To understand the development of altered pain expression in preterm children, studies are needed in infancy, as pain responses as children develop are modified by social factors such as pain modeling in the family.14 There are few biobehavioral studies of pain reactivity in preterm compared with full-term infants in the first-year after hospital discharge. In an earlier longitudinal study, using blood collection by finger lance at a “pain-naive” site, we unexpectedly found no differences in behavioral and heart rate reactivity or recovery at 4 months corrected chronological age (CCA),15 but significant differences later at 8 months CCA.3 However, finger lance is a relatively mild pain stimulus, involving only a single skin-break. Therefore it is important to evaluate reactivity to a more intense stimulus. Immunization injections are painful stimuli routinely experienced by infants and young children.16 In full-term infants, immunization induces behavioral reactions characteristic of infant pain, and increased heart rate and cortisol.1720 Earlier work has shown that the pattern of basal cortisol secretion is altered in preterm infants,21,22 and children,23 and during reactivity to cognitive novelty in infancy,21 but not to a social stressor at school age.23 Cortisol reactivity to physical stressors has not been examined, to our knowledge, in preterm compared with full-term infants.

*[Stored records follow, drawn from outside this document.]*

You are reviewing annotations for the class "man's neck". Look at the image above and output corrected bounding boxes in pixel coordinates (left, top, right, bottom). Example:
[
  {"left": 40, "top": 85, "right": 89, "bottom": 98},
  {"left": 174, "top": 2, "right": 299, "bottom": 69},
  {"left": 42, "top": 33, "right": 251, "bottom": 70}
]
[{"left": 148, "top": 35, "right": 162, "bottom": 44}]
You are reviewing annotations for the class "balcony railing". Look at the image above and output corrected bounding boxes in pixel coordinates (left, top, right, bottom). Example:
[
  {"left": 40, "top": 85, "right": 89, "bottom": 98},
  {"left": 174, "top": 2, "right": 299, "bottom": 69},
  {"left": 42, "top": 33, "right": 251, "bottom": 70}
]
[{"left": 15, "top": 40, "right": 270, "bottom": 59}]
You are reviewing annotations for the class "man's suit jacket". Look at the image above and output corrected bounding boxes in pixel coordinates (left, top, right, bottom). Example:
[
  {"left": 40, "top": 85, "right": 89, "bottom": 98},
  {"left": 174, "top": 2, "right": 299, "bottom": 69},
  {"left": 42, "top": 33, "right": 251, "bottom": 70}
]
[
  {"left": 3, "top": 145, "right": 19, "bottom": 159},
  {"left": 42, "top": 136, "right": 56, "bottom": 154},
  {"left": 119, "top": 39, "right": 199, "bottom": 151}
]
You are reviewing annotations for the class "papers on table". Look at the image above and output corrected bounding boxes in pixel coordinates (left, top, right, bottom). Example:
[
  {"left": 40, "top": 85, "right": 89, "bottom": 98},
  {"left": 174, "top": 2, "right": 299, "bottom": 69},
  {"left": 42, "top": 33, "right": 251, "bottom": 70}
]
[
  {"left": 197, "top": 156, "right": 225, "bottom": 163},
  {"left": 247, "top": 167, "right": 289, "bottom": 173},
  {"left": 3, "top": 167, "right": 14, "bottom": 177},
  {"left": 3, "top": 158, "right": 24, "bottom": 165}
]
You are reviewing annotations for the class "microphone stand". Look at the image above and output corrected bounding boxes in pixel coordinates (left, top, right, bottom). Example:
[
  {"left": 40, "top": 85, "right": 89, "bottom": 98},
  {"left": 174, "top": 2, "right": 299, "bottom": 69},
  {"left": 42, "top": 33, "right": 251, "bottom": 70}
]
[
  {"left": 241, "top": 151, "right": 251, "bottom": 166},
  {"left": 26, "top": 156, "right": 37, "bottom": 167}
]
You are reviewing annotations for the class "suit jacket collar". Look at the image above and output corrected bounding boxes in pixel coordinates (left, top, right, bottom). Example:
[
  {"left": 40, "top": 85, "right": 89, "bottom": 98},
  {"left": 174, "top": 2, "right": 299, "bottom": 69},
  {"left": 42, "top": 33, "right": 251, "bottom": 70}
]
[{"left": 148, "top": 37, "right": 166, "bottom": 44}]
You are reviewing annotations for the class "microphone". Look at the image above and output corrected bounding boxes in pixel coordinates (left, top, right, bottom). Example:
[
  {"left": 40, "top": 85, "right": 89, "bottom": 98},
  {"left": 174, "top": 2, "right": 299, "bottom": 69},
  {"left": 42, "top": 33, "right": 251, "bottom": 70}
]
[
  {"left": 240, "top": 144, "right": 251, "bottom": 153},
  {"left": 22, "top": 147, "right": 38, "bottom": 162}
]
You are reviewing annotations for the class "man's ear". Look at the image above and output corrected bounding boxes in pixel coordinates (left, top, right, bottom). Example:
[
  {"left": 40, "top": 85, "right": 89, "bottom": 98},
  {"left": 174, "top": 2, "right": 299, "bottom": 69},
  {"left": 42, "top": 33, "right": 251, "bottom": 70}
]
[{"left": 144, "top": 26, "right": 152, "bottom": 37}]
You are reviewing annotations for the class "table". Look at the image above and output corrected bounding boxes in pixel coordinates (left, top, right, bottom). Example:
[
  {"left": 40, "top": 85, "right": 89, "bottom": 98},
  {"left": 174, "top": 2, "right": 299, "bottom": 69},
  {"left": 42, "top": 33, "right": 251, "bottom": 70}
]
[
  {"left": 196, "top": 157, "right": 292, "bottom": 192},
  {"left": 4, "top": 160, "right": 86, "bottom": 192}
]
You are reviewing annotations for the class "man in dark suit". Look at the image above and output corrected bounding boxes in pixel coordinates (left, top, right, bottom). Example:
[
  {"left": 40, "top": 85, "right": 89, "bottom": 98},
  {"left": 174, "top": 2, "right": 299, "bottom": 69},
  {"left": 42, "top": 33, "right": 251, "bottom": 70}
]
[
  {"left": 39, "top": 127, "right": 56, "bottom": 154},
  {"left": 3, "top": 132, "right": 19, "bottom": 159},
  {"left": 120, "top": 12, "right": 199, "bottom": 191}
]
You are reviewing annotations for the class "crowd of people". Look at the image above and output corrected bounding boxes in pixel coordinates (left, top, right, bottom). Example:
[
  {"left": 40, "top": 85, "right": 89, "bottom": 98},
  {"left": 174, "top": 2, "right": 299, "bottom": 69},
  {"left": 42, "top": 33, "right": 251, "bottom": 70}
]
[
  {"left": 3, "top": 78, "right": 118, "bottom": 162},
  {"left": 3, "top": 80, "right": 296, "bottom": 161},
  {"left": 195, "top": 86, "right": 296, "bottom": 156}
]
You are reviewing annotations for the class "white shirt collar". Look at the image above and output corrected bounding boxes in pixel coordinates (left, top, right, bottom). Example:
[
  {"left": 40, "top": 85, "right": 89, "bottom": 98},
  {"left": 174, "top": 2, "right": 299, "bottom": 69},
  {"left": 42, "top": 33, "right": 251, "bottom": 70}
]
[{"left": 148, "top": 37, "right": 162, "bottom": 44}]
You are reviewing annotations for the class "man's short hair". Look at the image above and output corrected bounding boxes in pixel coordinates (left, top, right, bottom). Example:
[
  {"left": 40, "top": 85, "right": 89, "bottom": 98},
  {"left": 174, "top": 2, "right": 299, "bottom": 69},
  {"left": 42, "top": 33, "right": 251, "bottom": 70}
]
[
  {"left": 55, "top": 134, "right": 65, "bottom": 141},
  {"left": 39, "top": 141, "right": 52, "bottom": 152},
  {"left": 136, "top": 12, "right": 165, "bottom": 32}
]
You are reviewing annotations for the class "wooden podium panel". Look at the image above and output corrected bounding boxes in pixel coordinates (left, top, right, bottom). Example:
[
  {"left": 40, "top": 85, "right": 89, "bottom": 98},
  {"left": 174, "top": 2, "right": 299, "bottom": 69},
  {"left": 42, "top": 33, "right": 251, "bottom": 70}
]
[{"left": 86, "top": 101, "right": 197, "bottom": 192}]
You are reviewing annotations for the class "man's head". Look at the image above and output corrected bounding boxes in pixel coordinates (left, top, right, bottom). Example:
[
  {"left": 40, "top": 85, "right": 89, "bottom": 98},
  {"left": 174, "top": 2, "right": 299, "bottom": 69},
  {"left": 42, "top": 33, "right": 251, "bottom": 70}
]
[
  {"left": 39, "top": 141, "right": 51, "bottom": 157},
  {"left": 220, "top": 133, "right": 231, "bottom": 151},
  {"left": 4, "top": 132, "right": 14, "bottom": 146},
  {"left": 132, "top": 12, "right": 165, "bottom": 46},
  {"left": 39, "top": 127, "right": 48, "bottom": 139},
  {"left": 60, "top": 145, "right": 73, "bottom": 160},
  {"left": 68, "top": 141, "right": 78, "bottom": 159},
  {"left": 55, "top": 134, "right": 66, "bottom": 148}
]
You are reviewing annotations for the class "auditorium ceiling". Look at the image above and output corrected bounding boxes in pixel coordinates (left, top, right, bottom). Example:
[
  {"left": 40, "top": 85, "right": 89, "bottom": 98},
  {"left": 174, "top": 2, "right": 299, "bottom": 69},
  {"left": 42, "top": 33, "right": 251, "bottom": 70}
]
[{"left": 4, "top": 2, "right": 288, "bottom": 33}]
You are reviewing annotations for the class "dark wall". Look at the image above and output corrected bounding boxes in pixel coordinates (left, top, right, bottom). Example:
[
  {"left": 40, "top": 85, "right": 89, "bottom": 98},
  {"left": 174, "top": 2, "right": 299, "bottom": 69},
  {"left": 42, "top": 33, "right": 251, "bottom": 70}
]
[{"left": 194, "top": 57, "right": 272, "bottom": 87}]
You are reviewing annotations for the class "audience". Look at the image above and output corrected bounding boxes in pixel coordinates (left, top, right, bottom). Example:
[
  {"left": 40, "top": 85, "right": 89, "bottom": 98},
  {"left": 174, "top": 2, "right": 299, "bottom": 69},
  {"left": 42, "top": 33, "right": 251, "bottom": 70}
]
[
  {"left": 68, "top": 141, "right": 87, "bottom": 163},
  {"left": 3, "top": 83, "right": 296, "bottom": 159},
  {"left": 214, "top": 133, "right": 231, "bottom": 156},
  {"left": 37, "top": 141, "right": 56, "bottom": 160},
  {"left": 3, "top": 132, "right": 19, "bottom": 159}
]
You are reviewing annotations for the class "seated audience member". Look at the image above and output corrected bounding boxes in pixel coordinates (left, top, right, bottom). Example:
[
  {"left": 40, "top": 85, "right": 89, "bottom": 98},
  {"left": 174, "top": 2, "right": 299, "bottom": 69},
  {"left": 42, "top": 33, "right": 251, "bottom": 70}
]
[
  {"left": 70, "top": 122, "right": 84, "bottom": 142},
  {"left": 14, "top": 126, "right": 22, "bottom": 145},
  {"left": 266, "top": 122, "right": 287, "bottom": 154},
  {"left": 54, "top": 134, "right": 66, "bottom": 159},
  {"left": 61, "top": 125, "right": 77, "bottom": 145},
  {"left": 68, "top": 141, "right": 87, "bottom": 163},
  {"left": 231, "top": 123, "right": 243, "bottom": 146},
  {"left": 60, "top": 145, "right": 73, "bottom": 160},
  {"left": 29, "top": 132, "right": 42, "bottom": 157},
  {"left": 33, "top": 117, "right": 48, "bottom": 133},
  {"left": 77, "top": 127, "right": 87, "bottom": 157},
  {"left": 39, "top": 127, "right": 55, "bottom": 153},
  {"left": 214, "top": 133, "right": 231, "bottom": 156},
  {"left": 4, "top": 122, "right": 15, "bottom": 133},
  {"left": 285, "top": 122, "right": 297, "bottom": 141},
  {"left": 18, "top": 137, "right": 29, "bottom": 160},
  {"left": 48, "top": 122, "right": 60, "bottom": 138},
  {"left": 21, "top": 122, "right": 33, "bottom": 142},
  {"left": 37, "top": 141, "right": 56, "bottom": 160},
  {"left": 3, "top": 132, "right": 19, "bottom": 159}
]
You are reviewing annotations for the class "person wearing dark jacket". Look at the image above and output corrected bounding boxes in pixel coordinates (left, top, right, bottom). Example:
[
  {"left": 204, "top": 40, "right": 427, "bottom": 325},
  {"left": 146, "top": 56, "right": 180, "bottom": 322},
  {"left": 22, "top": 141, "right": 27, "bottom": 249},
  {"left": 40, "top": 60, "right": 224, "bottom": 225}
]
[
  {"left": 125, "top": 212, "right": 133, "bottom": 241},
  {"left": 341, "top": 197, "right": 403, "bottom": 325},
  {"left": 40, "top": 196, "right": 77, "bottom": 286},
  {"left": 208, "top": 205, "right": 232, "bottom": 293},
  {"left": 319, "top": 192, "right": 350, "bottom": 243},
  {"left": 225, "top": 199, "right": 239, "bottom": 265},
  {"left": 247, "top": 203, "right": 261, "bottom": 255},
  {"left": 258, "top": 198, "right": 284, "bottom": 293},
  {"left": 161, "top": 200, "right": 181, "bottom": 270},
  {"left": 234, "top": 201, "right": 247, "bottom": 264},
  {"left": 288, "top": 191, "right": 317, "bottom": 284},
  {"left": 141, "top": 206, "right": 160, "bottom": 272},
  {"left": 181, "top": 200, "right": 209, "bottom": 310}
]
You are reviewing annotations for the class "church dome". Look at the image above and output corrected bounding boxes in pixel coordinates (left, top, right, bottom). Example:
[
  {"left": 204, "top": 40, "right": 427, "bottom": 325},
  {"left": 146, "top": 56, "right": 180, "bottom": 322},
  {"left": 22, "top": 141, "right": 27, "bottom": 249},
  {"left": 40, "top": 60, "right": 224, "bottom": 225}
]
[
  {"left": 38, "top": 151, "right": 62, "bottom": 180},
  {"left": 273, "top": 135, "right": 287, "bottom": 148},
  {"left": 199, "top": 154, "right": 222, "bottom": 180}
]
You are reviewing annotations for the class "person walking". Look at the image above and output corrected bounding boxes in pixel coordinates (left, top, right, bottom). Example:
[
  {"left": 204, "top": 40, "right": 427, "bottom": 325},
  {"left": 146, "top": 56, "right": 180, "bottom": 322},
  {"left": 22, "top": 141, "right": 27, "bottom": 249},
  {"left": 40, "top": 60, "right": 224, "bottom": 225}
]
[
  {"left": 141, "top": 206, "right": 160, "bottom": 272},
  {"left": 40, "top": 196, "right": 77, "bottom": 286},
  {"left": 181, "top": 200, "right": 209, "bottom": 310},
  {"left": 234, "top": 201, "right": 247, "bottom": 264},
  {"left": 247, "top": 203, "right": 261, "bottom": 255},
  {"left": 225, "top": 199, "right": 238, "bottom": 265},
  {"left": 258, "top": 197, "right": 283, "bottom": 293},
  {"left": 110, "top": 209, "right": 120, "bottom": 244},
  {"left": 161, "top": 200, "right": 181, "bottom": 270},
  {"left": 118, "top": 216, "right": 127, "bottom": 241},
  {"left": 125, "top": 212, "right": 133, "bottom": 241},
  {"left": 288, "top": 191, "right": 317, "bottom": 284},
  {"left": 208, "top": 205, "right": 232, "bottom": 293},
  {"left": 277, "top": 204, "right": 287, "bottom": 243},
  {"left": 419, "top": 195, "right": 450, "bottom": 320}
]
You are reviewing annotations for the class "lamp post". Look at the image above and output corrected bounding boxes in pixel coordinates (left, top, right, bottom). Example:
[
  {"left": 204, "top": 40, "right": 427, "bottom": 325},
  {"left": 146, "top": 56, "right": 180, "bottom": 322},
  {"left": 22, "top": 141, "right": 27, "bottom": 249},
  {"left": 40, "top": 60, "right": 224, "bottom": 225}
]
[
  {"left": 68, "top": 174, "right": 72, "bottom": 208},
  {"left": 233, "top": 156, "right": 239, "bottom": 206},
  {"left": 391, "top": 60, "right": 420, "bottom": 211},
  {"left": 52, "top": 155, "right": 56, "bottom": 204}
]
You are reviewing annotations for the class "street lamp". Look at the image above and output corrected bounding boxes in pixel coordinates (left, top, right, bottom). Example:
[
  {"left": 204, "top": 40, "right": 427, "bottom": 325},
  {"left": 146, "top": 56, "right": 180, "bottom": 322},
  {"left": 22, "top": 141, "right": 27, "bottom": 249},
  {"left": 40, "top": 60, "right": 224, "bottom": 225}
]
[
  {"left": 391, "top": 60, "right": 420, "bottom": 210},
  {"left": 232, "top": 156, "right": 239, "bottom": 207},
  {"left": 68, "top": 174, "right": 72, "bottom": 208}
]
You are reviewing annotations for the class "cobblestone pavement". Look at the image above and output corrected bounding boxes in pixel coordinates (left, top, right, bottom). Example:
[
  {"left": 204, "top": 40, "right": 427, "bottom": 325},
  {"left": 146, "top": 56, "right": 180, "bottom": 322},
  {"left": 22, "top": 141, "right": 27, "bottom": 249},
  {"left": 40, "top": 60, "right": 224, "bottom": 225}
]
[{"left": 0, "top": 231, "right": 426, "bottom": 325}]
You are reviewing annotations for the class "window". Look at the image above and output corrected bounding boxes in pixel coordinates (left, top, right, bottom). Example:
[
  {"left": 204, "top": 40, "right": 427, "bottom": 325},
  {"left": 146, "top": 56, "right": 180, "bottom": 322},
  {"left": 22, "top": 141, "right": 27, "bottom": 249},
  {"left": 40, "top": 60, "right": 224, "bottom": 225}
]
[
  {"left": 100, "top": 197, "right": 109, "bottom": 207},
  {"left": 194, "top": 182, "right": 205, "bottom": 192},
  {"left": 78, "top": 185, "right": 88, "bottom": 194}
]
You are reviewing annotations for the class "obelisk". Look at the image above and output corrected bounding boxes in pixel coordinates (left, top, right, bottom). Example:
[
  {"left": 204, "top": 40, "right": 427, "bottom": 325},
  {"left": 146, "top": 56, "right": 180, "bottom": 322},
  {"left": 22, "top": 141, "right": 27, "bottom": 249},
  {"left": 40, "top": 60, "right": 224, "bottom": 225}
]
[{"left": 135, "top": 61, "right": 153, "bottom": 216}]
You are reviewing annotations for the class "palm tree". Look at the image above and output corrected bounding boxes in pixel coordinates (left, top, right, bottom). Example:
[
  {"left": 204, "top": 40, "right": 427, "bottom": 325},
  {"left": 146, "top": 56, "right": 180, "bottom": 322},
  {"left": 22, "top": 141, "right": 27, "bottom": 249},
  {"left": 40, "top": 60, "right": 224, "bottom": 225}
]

In the present study we examined reactivity and recovery to pain of immunization injections, in preterm compared with full-term infants at 4 months CCA. We hypothesized that infants born very preterm would show altered behavioral and physiological reactivity to injections during immunization, and that these effects would be especially marked in those born below 29 weeks gestation, as these infants were exposed to the most invasive procedures during neonatal care, in addition to being developmentally the most immature. Furthermore, sex differences in long-term effects of pain have been reported in neonatal rats,24,25 with the direction depending on multiple factors. Therefore, we explored sex differences in this study, as a secondary question.

MATERIALS AND METHODS

Participants

A total of 138 infants (99 preterm and 39 full-term) at mean 4.2 months (sd 1.0) CCA participated in a cohort study. Preterm infants were recruited from the neonatal intensive care unit (NICU) at the Children’s and Women’s Health Center of British Columbia, which is the major tertiary neonatal unit in British Columbia, Canada; full-term infants were recruited by advertisement.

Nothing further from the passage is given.